Originally, the researchers were studying angiogenesis and noticed that alcohol they were using as a solvent was causing an increase in expression of a protein called vascular endothelial growth factor (VEGF).

These findings led to studies in mice that aimed to investigate the possible link between alcohol and cancer. The researchers proposed that alcohol could increase the levels of VEGF resulting in larger tumours.

For the latest study, mice were given drinking water that contained 1 per cent alcohol for 12 hours a day. This amount of alcohol is the equivalent of one or two alcoholic drinks a day in humans.

For the next 12 hours, the mice received water containing no alcohol. A separate control group of mice were given no alcohol at all.

After a week, all of the mice were injected with mouse melanoma cells into the mammary glands.

Three weeks later, the tumours were removed to be analysed. All of the mice were found to have tumours, but the mice that had been given the alcohol had tumours that had progressed more rapidly than the control mice.

The larger tumours were also found to have more blood vessel growth, indicating higher levels of VEGF in the alcohol-fed mice.

The tumours in the alcohol-fed mice weighed 1.4g on average, almost twice the size of the tumours in the control group.

What do researchers say?
Lead researcher Dr Jian-Wei Gu, assistant professor of physiology and biophysics at the University of Mississippi, said that scientists had known for hundreds of years that there was a strong association between alcohol consumption and several types of cancer.

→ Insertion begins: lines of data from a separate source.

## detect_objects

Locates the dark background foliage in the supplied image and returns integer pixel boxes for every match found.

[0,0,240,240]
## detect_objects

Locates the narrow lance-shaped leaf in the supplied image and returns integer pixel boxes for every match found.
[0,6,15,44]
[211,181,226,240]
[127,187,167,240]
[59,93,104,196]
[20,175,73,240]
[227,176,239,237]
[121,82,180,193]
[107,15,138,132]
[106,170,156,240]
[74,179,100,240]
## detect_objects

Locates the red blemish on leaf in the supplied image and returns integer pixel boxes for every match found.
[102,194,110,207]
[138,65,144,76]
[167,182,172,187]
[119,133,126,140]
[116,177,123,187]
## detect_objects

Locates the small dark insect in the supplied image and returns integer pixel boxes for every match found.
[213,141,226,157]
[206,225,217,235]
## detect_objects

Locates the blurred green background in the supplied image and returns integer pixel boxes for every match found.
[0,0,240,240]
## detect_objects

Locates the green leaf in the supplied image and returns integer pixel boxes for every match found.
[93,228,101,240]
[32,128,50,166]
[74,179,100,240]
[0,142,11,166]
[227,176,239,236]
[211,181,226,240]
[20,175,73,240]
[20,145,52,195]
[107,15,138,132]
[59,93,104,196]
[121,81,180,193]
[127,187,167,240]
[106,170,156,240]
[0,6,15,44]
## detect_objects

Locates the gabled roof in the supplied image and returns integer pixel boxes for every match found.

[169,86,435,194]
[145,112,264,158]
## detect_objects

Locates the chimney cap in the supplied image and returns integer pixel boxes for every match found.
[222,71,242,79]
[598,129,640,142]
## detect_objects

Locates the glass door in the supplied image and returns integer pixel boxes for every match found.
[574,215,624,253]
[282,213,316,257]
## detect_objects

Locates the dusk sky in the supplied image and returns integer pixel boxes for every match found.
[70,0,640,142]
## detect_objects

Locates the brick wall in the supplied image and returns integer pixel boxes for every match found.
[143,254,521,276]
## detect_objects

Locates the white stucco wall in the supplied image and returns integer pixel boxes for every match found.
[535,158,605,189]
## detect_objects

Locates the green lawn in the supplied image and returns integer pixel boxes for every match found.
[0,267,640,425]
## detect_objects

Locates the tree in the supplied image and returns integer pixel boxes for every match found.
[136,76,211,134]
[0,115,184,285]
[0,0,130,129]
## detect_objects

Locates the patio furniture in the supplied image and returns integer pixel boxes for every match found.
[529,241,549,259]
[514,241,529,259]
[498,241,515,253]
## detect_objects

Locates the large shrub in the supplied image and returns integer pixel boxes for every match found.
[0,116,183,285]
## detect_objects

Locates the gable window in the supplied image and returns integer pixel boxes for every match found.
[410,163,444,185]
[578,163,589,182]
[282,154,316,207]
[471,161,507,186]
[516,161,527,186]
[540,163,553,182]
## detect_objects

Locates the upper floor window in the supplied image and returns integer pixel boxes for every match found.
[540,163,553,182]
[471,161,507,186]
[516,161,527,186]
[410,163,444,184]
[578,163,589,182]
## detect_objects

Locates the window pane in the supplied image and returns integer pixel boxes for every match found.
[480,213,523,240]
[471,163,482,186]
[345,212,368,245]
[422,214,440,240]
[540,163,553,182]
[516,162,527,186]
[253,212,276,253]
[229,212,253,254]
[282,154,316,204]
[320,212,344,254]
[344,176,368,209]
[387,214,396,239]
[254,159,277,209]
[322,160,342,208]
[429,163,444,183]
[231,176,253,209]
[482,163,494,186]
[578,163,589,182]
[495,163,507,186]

‘This is the first study to use an animal model that accurately mimics human breast cancer.’

Alcohol consumption is the most important avoidable risk factor for women getting breast cancer, said Dr Gu.

Fellow researcher Thomas Adair, professor of physiology and biophysics at the University of Mississippi, said that the findings of the study had been confirmed by other scientists.

What other researchers say
Dr Sarah Cant, senior policy and information officer at the charity Breakthrough Breast Cancer, said: ‘We have known for some time that regularly drinking alcohol can slightly increase the risk of developing breast cancer and that this risk increases the more you drink.’

It is important to remember that this research is at an early stage and more studies are needed before we know whether its findings apply to women, said Dr Cant. But it is recommended that women only drink in moderation, she added.

‘It’s also important to remember that the biggest risk factor for most women is getting older. Most breast cancers occur in women over 50.’

Ed Yong, Cancer Research UK’s science information officer, said: ‘Thanks to studies involving large numbers of people, we have known for some time that alcohol increases the risk of breast cancer.

‘This research suggests that it can also promote the growth of existing tumours.’

The results reinforce the message that women can reduce their risk of breast cancer by cutting down on how much they drink, he said.